Sixty-five (92.9%) of the subjects completed the study. In general, the sample was predominantly male (78.6%) and the average age was 16.1 years (SD = 1.6). Table 1 indicates the current baseline substance use disorder diagnoses for the sample. The average amount of money received during the study was $313.64 (SD = 57.79, minimum = $90, maximum = $375, median = $330). Overall, the pre/post change in the number of days used non-nicotine substances in the past 28 days for the sample of study completers (n = 65) was −4.63 days (SD = 9.76; Z= -3.59, p = 0.0005). The pre/post change in the number of days used tobacco in the past 28 days for the sample of completers (n = 65) was −2.03 days (SD = 7.22; Z = -2.17; p = 0.030).

A total of 26 of 70 subjects (37.1%) reported spending research payments on alcohol or non-tobacco drugs at least one time during the 12-week study.
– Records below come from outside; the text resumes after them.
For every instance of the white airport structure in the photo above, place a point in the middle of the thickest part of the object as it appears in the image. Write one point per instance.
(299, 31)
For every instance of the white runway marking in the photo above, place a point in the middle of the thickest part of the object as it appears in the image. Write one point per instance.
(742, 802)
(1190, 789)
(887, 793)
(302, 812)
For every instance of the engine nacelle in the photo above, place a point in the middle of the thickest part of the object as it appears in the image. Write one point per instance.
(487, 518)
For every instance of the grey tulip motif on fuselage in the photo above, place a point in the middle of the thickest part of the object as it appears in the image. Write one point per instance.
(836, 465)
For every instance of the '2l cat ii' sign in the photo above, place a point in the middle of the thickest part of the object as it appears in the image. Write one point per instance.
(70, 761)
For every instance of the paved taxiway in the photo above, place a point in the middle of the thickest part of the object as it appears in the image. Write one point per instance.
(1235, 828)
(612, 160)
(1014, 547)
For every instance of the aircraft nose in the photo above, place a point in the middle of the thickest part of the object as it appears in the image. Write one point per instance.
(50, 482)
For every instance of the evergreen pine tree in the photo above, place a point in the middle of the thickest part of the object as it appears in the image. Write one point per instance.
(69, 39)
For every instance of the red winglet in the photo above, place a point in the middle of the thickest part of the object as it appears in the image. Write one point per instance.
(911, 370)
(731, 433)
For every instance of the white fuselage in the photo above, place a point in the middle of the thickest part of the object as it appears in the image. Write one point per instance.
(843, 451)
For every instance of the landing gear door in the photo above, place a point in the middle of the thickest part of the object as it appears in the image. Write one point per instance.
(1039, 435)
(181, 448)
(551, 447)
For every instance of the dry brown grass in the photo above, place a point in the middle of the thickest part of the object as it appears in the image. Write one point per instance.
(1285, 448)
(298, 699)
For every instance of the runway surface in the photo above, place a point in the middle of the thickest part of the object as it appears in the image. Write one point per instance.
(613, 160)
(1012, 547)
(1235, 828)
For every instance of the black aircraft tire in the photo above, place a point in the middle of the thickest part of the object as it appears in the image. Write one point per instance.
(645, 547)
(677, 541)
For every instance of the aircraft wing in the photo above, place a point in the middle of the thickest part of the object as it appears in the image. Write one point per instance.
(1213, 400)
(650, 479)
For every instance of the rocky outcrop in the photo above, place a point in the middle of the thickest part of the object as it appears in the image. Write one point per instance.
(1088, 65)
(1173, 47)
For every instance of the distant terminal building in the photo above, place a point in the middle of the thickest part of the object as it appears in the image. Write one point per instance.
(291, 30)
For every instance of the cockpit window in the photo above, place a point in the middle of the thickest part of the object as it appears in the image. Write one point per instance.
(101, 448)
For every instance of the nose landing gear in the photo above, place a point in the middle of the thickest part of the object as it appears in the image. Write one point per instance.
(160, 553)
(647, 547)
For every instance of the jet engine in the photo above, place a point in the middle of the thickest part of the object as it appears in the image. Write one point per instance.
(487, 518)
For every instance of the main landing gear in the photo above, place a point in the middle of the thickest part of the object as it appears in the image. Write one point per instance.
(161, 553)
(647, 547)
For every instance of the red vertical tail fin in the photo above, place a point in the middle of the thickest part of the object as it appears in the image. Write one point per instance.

For those reporting at least one purchase on alcohol or drugs, the mean number of times research money was spent on alcohol/drugs was 3.46 (SD = 2.70). Nine participants reported purchasing alcohol, and 8 of these 9 also purchased drugs. All 25 subjects who purchased illicit drugs reported purchasing marijuana and no other drugs. Those who reported spending at least one research payment on alcohol or drugs had a greater number of baseline days of alcohol or non-tobacco drug use in the past 28 days (22.9 days, SD = 7.0), compared to those who did not report spending any research payments on alcohol or drugs (14.7 days, SD = 10.3; U = 308.50, p = 0.001). There was no difference between those who did and did not use research payments to purchase alcohol or drugs in baseline demographic (age, gender, or court mandated status) or clinical characteristics (ADHD severity, conduct disorder, nicotine dependence, number of SUD diagnoses, or past 28 day nicotine use). There was also no difference between groups in the mean number of MI/CBT sessions attended or in the mean pre/post change in the number of days used at least one non-tobacco substance in the past 28 days (-2.42 days, SD = 9.85, for those who bought alcohol/drugs compared to -5.93 days, SD = 9.60, for those who did not buy alcohol/drugs; t63 = 1.41, p = 0.164).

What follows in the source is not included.